Consider this conceptual example in a language that treats strings as simple byte arrays (like Python 2’s native str):

# This is a conceptual example
my_string = '👍' # A single grapheme

# A Unicode-unaware function sees the underlying bytes
len(my_string) 
# Returns 4, because the thumbs-up emoji is 4 bytes in UTF-8

# Trying to get the "first character" gives you a meaningless byte
my_string[0] 
# Returns the first of four bytes, not the emoji

These functions are Unicode-unaware. They operate on bytes and have no understanding of the graphemes or code points they represent.

Unicode-Aware Functions

A Unicode-aware string type treats the string as a sequence of code points.

# Conceptual example with a Unicode-aware string
my_unicode_string = u'👍'

# A Unicode-aware function sees code points
len(my_unicode_string)
# Returns 1, the number of code points

This is a huge improvement. But what about graphemes made of multiple code points?

Grapheme-Aware Functions

Let’s take the thumbs-up emoji with a skin tone modifier. This is one grapheme that a user sees, but it’s composed of two code points.

# Conceptual example
complex_emoji = u'👍' + u'[skin_tone_modifier]' # Two code points, one grapheme

# A Unicode-aware function still sees code points
len(complex_emoji)
# Returns 2, the number of code points

# A Unicode-unaware function sees bytes
len(complex_emoji.encode('utf-8'))
# Returns 8 (4 bytes for each code point)

To correctly identify this as a single user-perceived character, you need a grapheme-aware library.

The Dangers of Naive String Manipulation

This isn’t just academic. Naively manipulating string bytes can corrupt data.
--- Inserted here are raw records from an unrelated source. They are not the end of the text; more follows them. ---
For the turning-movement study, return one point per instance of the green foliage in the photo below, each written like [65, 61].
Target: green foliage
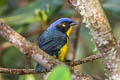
[27, 77]
[44, 8]
[60, 73]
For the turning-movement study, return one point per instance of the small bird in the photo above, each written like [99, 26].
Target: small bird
[55, 40]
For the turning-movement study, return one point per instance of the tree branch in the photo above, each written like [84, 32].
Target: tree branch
[95, 19]
[36, 53]
[87, 59]
[17, 71]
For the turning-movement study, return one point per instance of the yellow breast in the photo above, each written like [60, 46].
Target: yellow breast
[63, 50]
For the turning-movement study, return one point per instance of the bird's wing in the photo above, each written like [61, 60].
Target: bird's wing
[52, 44]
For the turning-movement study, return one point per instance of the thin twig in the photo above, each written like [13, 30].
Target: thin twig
[17, 71]
[87, 59]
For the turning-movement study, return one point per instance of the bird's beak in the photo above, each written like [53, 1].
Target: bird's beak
[73, 23]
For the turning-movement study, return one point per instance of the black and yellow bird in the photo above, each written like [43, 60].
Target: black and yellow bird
[55, 39]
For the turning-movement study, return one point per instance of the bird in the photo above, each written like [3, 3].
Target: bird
[54, 41]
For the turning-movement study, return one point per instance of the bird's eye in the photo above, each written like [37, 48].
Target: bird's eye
[63, 25]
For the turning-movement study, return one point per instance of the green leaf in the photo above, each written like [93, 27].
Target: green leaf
[60, 73]
[27, 77]
[27, 14]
Imagine an ellipsis function that truncates text.

A Unicode-unaware function might slice the string in the middle of a multi-byte code point, creating invalid data.
A Unicode-aware function is better but could still slice between a base character and its combining modifier (like separating the ‘e’ from its accent).
A grapheme-aware function is the only way to guarantee you are truncating based on what the user actually perceives as characters.

Rules of Thumb for Developers

Use Unicode-unaware functions only if you are 100% certain your data is pure ASCII.
Use Unicode-aware functions for most programmatic string manipulation, as they correctly handle code points.
Use grapheme-aware functions/libraries when dealing with user-perceived characters, especially for UI tasks like counting, slicing, or truncating.

As a final stop, consider the official Unicode information for the thumbs-up emoji. It has a name (THUMBS UP SIGN), a code point value (U+1F44D or 128,077 in decimal), and defined encodings in UTF-8, UTF-16, and UTF-32. Every character you see on screen has a similar story.

Hopefully, the world of Unicode now makes a lot more sense.